Scientists with Roche Holding AG, the parent company of Indianapolis-based Roche Diagnostics Corp., may have found a way
to overcome a blood barrier that keeps drugs from directly entering the brain, potentially opening new pathways to attack
Alzheimer’s disease.
The technique, tested in animals, makes use of a receptor that carries iron molecules across the barrier of blood, fluid
and membranes that keeps bacteria and other substances, such as medicines, out of the brain, said Ryan Watts, a researcher
at Roche’s Genentech unit in San Francisco. The scientists configured a protein called an antibody to hitch a ride on
the receptor, he said.
Alzheimer’s impairs mental function in 18 million people globally, the World Health Organization says. Numerous drugmakers,
including Indianapolis-based Eli Lilly and Co., are struggling to find a treatment.
Namenda, from New York-based Forest Laboratories Inc., and Aricept, made by Pfizer Inc. of New York and Tokyo-based Eisai
Co., address symptoms without slowing or curing the disease. Efforts to alter its course with drugs have failed partly because
of the barrier.
“It’s brilliant,” said Robert Vassar, a professor of cell and molecular biology at Northwestern University
Medical School in Chicago. “They hijacked a mechanism that is a normal part of the blood-brain barrier.”
Roche, based in Basel, Switzerland, is Europe’s largest drugmaker by sales. The approach described Wednesday in the
journal Science Translational Medicine may also work for Huntington’s and Parkinson’s, the researchers
said.
It is “an elegant strategy” that provides “proof of principle” that this obstacle can be overcome,
Steven Paul, a researcher at Weill Cornell Medical College in New York, said in a commentary published alongside the research.

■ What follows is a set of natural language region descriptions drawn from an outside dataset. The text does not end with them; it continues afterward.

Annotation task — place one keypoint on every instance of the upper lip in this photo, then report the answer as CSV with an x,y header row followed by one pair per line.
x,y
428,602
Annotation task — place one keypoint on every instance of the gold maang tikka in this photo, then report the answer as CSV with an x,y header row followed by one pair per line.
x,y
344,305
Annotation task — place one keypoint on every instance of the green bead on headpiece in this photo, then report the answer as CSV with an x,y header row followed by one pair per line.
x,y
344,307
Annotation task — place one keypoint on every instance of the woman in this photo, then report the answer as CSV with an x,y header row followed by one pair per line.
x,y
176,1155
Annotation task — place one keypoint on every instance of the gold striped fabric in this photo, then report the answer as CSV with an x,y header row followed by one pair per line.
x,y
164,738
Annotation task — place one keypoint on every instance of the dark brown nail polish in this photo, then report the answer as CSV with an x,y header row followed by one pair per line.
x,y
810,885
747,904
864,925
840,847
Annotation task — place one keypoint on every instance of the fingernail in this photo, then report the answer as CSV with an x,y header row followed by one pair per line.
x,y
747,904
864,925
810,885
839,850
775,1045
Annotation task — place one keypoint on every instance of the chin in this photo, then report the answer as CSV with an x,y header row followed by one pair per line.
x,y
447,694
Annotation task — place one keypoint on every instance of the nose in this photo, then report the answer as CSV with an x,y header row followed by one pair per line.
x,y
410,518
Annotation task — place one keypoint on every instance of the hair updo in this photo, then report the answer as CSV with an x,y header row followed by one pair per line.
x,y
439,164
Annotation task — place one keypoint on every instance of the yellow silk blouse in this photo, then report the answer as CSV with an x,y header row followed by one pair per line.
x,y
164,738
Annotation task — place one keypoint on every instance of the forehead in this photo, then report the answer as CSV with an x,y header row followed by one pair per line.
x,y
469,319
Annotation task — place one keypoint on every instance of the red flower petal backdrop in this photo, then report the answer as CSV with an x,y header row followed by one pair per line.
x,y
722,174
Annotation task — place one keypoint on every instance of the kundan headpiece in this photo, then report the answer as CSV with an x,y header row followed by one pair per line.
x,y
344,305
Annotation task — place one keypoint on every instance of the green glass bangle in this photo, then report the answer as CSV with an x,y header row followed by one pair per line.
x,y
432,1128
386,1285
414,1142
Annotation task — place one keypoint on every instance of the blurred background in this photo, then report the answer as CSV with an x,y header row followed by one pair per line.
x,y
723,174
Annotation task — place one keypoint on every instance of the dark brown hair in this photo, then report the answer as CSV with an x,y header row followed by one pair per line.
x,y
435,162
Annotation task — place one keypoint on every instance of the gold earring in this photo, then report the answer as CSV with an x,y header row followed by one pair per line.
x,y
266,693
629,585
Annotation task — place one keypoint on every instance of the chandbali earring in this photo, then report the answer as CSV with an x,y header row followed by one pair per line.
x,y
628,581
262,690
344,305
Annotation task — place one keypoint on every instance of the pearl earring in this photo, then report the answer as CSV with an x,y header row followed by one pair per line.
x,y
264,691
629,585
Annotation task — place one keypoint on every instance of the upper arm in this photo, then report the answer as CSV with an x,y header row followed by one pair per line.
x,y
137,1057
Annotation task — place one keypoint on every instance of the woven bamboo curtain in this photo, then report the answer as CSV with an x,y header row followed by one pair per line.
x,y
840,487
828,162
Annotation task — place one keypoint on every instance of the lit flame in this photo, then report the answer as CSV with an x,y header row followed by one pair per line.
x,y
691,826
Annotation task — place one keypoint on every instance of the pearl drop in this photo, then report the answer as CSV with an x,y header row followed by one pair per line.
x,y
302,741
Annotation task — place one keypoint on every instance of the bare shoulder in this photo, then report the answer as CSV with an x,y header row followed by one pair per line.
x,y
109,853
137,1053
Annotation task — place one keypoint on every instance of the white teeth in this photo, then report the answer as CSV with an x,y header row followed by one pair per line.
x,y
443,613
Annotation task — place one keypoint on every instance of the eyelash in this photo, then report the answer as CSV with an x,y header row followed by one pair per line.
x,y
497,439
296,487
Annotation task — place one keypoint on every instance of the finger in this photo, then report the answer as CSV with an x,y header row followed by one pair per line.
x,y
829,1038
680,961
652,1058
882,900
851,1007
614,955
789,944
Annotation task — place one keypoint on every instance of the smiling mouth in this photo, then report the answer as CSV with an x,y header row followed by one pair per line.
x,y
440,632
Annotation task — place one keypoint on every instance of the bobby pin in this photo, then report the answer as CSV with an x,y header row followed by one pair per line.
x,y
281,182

The hallmark of Alzheimer’s is the formation of clumps of a protein called beta amyloid and tangles of another called
tau. Scientists don’t know why they accumulate or become twisted, and there is debate as to whether they cause the illness
or are an end-product of some different process.
Watts, the study leader, is developing a drug that blocks the action of an enzyme called BACE1 that’s involved in amyloid
production. When his team tried to get their anti-BACE1 into the brains of mice and monkeys, they found that only a tiny fraction
made it there.
“To do what we wanted to do in the brain, we had to dose like crazy, frequently and at high levels,” Watts said
in an interview at Genentech’s campus. Such high dosages would be expensive and infeasible, Paul said.
“We needed a solution,” Watts said.
Watts turned to Mark Dennis, from Genentech’s department of antibody engineering, who took advantage of the fact that
all cells, including brain cells, need iron. He engineered an antibody with two arms. One arm was the anti-BACE1 drug; the
other docked with a receptor called transferrin that carries iron to brain cells, providing a ferry across the barrier.
The system allowed the researchers to deliver anti-BACE1 to the brains of mice, blunting the impact of the BACE1 enzyme and
cutting in half the amount of amyloid in the brains of mice 48 hours after injection, according to the journal report.
More work is needed before the two-armed antibody can be tested in people, Watts said. A human version of the transferrin
receptor antibody needs to be created and more safety testing must be done on large animals, he said.
“I think the prospects are quite strong” that the research could lead to a human therapy, said Vassar, who first
identified and cloned the BACE1 enzyme in 1999.
Last August, Lilly released data showing that semagacestat, a drug directed against an enzyme involved in the production
of amyloid, harmed patients instead of helping them. While that failure dampened enthusiasm for medicines that target
amyloid, many researchers still see the plaques as being involved in development of the disease.
Pfizer, the world’s largest drugmaker, and Johnson & Johnson, of New Brunswick, N.J., for instance, are testing
a drug aimed at amyloid called bapineuzumab, and Lilly is testing another, called solanezumab. Both are in late-stage trials
that should be completed within two years, Weill Cornell’s Paul said in his commentary.